Dilwala is a 2013 Indian Kannada-language romantic drama film directed by Anil Kumar (Dilwala Anil). The film stars Sumanth Shailendra and Radhika Pandit. Shailendra Babu produced the film. The musical score is by Arjun Janya and the cinematographer was Sudhakar's cinematography.

Shot at scenic locales in Bangalore, Mysore, Ooty and Dubai for two songs, the film speaks about a campus romance between a village farmer girl and a rich brat boy. The film received average response from the critics.

==Cast==
- Sumanth Shailendra as Prem
- Radhika Pandit as Preethi
- Ravishankar
- Jai Jagadish
- Sharath Lohitashwa
- Bullet Prakash

==Production==
After the debacle of his debut film Aata (2011), actor Sumanth Shailendra with the help of his producer father Shailendra Babu teamed up with director - writer Anil Kumar for a romantic entertainer. The producer signed on the talented actress Radhika Pandit to play the female lead. Arjun Janya was roped in to compose the music while Anil Kumar's previous associate Sudhakar was made to handle the cinematography.

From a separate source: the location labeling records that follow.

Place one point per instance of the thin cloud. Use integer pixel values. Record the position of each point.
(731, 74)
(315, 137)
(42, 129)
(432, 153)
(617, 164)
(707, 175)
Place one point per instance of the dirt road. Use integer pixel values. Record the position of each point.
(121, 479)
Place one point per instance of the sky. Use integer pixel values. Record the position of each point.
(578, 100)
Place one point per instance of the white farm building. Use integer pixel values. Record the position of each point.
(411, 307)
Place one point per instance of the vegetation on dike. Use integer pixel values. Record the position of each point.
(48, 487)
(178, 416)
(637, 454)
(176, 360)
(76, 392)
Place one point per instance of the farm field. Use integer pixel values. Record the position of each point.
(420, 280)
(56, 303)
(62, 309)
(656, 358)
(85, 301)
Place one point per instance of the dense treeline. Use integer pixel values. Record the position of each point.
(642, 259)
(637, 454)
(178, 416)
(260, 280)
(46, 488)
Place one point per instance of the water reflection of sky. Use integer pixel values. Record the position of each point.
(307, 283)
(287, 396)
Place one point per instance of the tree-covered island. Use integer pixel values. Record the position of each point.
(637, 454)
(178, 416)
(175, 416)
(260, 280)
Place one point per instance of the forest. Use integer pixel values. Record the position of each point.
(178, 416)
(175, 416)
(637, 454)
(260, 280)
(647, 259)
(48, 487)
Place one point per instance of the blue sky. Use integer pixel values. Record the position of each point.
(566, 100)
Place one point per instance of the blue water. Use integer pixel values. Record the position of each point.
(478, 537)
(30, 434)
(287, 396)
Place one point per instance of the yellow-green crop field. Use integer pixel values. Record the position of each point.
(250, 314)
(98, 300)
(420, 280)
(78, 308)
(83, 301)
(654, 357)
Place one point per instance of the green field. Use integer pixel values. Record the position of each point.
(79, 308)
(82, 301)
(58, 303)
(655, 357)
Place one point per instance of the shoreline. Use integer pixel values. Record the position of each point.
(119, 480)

The first schedule of the filming began on 16 December 2012 and continued for a week including a scene at Hyderabad outdoor spot. Rest of the filming took place in Ooty, Mysore, Bangalore and the team left for Dubai to shoot two songs. A huge set was erected on the streets of NICE road near Bangalore spending about ₹30Lakhs.

==Soundtrack==
The music for the film is composed by Arjun Janya. The lyrics for the songs were written by director Anil Kumar himself along with Yogaraj Bhat and Ananda Priya.

===Track list===

| No. | Title | Lyrics | Singer(s) | Length |
|---|---|---|---|---|
| 1. | "Ontu Hoda" | Yogaraj Bhat | Arjun Janya | 03:58 |
| 2. | "Heng Hengo" | Anil Kumar | Kailash Kher, Priya Himesh | 03:59 |
| 3. | "Heegeke" | Anil Kumar | Harsha Sadananda, Arjun Janya | 02:57 |
| 4. | "Jaadhoo" | Ananda Priya | Shankar Mahadevan, Shreya Ghoshal | 04:51 |
| 5. | "Kaigondu" | Anil Kumar | Tippu | 05:09 |
| 6. | "Arare Arare" | Ananda Priya | Vijay Prakash, Saindhavi | 04:47 |

==Reception ==
A critic from Sify wrote that "Sumanth Shailendra’s 'Dilwala' is definitely better than his previous film ‘Aata’". A critic from Bangalore Mirror wrote that "Dilwala is lavish, colourful and overdone".